DefineConstant[ angle = {90, Min 0, Max 120, Step 1,
                         Name "Parameters/Twisting angle"} ];

// In more details, `DefineConstant' allows you to assign the value of the
// ONELAB parameter "Parameters/Twisting angle" to the variable `angle'. If the
// ONELAB parameter does not exist in the database, `DefineConstant' will create
// it and assign the default value `90'. Moreover, if the variable `angle' was
// defined before the call to `DefineConstant', the `DefineConstant' call would
// simply be skipped. This allows to build generic parametric models, whose
// parameters can be frozen from the outside - the parameters ceasing to be
// "parameters".
//
// An interesting use of this feature is in conjunction with the `-setnumber
// name value' command line switch, which defines a variable `name' with value
// `value'. Calling `gmsh t2.geo -setnumber angle 30' would define `angle'
// before the `DefineConstant', making `t2.geo' non-parametric
// ("Parameters/Twisting angle" will not be created in the ONELAB database and
// will not be available for modification in the graphical user interface).

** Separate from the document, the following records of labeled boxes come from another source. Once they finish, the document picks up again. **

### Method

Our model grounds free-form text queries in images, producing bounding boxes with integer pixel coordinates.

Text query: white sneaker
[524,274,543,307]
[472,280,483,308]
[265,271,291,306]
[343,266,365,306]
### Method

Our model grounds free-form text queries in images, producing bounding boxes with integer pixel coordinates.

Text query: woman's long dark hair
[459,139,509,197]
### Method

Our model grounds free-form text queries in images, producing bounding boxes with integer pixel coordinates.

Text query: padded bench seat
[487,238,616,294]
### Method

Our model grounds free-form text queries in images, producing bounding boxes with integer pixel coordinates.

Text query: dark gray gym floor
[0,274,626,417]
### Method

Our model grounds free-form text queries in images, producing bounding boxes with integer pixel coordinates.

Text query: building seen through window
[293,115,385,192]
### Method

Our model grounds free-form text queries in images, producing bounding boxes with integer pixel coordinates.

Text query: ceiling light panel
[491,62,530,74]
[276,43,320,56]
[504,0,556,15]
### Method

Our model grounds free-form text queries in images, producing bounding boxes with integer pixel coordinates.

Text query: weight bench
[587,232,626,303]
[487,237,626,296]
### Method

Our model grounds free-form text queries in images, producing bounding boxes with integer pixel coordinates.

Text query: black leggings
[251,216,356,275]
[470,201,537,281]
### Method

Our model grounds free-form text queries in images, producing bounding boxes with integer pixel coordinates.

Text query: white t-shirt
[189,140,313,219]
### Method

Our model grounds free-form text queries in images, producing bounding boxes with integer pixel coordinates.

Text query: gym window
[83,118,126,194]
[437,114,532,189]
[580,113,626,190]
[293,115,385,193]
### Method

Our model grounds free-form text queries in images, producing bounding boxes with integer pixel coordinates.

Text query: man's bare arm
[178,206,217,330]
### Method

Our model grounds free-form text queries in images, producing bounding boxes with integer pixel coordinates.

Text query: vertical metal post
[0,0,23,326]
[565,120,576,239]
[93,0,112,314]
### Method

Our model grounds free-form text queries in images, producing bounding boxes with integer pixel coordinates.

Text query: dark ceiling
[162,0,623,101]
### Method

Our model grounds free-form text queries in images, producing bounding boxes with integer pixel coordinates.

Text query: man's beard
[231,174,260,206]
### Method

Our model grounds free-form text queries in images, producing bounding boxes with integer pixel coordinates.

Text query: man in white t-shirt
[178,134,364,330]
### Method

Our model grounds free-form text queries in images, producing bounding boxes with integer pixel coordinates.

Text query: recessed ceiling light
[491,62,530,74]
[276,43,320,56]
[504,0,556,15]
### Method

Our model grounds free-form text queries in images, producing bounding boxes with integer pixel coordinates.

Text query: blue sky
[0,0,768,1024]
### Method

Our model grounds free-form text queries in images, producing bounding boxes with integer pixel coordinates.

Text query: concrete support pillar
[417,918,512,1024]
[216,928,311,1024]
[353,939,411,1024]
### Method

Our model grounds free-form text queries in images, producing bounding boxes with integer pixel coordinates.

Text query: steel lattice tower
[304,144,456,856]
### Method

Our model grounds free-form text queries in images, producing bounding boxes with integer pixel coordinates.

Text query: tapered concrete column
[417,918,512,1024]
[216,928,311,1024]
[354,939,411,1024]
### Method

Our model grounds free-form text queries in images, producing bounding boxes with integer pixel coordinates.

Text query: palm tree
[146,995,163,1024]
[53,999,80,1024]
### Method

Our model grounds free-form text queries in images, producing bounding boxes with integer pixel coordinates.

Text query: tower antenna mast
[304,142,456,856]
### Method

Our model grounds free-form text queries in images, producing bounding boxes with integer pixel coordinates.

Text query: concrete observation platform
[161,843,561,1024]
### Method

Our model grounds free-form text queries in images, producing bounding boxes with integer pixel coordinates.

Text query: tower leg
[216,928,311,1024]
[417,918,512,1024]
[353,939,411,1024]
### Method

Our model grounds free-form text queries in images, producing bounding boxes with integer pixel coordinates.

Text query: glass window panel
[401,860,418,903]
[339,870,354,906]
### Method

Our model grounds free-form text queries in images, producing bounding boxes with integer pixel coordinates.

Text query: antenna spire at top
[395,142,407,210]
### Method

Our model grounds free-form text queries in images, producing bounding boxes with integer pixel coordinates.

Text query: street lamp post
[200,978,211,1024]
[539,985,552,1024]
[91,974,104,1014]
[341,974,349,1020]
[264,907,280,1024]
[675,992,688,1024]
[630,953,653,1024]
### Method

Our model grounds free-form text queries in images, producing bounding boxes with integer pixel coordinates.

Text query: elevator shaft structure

out[] = Extrude { {-2*h,0,0}, {1,0,0} , {0,0.15,0.25} , angle * Pi / 180 } {
  Surface{50}; Layers{10}; Recombine;
};

// In this last extrusion command we retrieved the volume number
// programmatically by using the return value (a list) of the `Extrude'
// command. This list contains the "top" of the extruded surface (in `out[0]'),
// the newly created volume (in `out[1]') and the tags of the lateral surfaces
// (in `out[2]', `out[3]', ...).

// We can then define a new physical volume (with tag 101) to group all the
// elementary volumes:

Physical Volume(101) = {1, 2, out[1]};

// Let us now change some options... Since all interactive options are
// accessible in Gmsh's scripting language, we can for example make point tags
// visible or redefine some colors directly in the input file:

Geometry.PointNumbers = 1;
Geometry.Color.Points = Orange;
General.Color.Text = White;
Mesh.Color.Points = {255, 0, 0};

// Note that all colors can be defined literally or numerically, i.e.
// `Mesh.Color.Points = Red' is equivalent to `Mesh.Color.Points = {255,0,0}';
// and also note that, as with user-defined variables, the options can be used
// either as right or left hand sides, so that the following command will set
// the surface color to the same color as the points:

Geometry.Color.Surfaces = Geometry.Color.Points;

// You can use the `Help->Current Options and Workspace' menu to see the current
// values of all options. To save all the options in a file, use
// `File->Export->Gmsh Options'. To associate the current options with the
// current file use `File->Save Model Options'. To save the current options for
// all future Gmsh sessions use `File->Save Options As Default'.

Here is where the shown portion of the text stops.